Implement lazy parsing for stem
Damian and I had a small discussion regarding lazy parsing (see below) and how it could speed up dealing with descriptor data. This might not be an awful lot of work for zoossh, so it might be worth implementing it.
18:28 <atagar> phw: Side note concerning zoossh, another option could be lazy parsing for descriptors. If I was to do stem's parsers again that's what I'd opt for to make them more performant. That would be a fair bit of work, but would both benefit all stem users and have performance just as fast as any Go solution (time would all be IO).
18:29 <atagar> That said though, Zoossh seems like a great way of learning the language so if that's the goal have fun. :)
18:36 <phw> atagar: that's actually a good idea, thanks
18:39 <atagar> phw: Oh! If you're interested then please open a ticket under the Stem component. This is something I've idly given some thought to for over a year but never bothered to actually jot down the idea. ;P
18:39 <atagar> Didn't expect you to actually think about opting for this route.
18:41 <atagar> Thought was that reading a descriptor dumps to a simple object that's a {keyword: [lines...]} dictionary. The getter methods then parse the actual content and cache the results. Upside: far, far faster since you only parse the fields you care about, downside: no upfront validation is done so malformed content would be acceptable.

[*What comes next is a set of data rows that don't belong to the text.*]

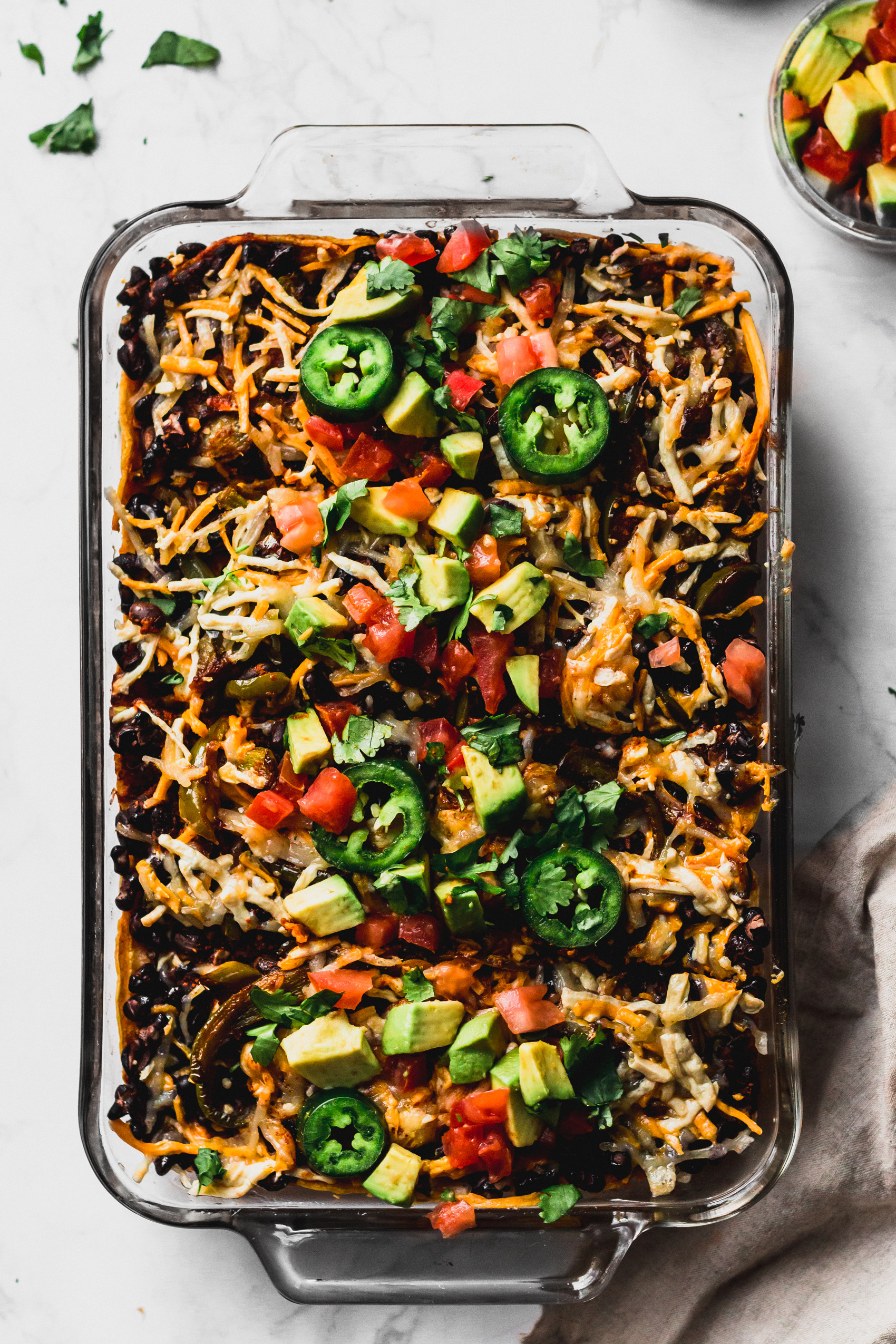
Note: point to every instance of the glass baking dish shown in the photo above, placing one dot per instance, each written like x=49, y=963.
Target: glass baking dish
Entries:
x=329, y=180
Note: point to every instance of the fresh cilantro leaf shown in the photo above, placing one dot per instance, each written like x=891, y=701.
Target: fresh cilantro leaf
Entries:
x=652, y=624
x=209, y=1166
x=576, y=560
x=417, y=987
x=557, y=1201
x=388, y=276
x=498, y=738
x=362, y=737
x=687, y=300
x=31, y=52
x=336, y=510
x=405, y=600
x=266, y=1042
x=340, y=651
x=504, y=519
x=92, y=40
x=170, y=49
x=74, y=135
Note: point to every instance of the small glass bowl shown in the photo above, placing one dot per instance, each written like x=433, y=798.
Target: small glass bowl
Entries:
x=848, y=226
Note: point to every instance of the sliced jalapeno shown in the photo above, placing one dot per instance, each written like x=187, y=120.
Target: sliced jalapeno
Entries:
x=554, y=424
x=403, y=798
x=342, y=1133
x=348, y=373
x=591, y=909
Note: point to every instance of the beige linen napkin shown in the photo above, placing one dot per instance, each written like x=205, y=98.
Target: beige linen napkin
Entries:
x=814, y=1261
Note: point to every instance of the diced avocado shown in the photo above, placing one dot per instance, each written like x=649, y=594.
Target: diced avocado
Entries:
x=412, y=1029
x=371, y=512
x=308, y=744
x=820, y=61
x=523, y=671
x=852, y=111
x=413, y=409
x=882, y=189
x=353, y=304
x=883, y=79
x=522, y=1125
x=394, y=1179
x=331, y=1053
x=327, y=906
x=461, y=909
x=463, y=451
x=444, y=582
x=542, y=1074
x=499, y=795
x=460, y=517
x=523, y=589
x=474, y=1047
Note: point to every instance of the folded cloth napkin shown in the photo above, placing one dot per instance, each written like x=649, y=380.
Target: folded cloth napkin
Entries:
x=816, y=1260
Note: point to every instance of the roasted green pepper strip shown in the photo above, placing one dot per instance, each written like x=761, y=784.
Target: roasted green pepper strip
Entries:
x=348, y=373
x=554, y=425
x=406, y=800
x=594, y=906
x=340, y=1132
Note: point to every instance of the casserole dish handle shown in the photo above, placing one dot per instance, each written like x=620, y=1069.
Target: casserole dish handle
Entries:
x=552, y=1265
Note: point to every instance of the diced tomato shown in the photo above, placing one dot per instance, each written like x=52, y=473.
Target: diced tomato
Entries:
x=452, y=1217
x=322, y=432
x=546, y=351
x=539, y=300
x=550, y=673
x=468, y=241
x=523, y=1010
x=457, y=663
x=515, y=357
x=407, y=248
x=484, y=565
x=491, y=654
x=362, y=602
x=269, y=810
x=386, y=636
x=376, y=930
x=426, y=647
x=824, y=155
x=745, y=671
x=461, y=1144
x=486, y=1108
x=290, y=785
x=405, y=1073
x=368, y=460
x=349, y=984
x=407, y=500
x=329, y=800
x=793, y=108
x=495, y=1155
x=664, y=655
x=335, y=715
x=463, y=387
x=422, y=930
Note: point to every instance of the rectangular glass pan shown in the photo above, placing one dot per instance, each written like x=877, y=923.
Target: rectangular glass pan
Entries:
x=329, y=180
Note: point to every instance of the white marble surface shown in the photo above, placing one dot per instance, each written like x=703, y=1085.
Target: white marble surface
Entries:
x=675, y=91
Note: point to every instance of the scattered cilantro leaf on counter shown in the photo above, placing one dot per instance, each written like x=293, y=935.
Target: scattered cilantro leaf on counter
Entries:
x=390, y=275
x=31, y=52
x=415, y=987
x=557, y=1201
x=74, y=135
x=170, y=49
x=336, y=510
x=576, y=560
x=207, y=1162
x=92, y=38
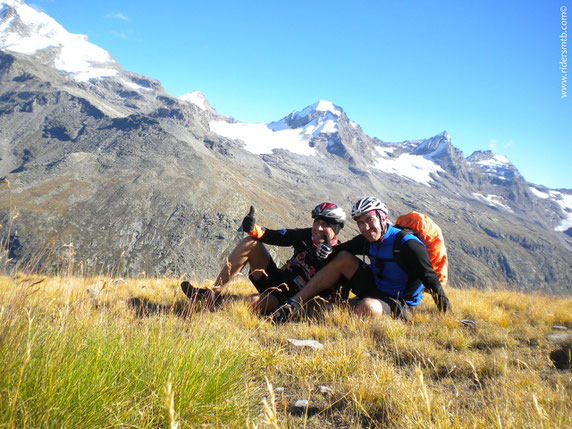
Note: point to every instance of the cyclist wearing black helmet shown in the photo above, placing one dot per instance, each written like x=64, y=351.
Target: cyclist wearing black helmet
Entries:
x=312, y=246
x=382, y=285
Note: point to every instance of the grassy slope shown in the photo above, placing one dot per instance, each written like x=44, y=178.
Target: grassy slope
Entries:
x=71, y=358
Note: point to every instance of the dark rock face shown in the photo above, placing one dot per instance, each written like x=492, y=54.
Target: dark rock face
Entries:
x=136, y=182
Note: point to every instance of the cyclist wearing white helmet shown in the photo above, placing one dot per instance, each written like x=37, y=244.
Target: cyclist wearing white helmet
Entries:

18:42 <atagar> That said, validation is a far, far smaller concern for our users than performance in practice so this is a tradeoff I'd be fine with.
18:42 <atagar> We could then have a validate() method that simply calls all the getters to achieve the same thing we do now.
18:45 <atagar> Previously I thought that doing this would break backward compatibility which made me a little less keen on it (since we'd then need 'descriptor v2' objects) but on refelction it doesn't. We could slip this in transparently. The only difference users would see would be a tremendous speedup if the opt to not have validation.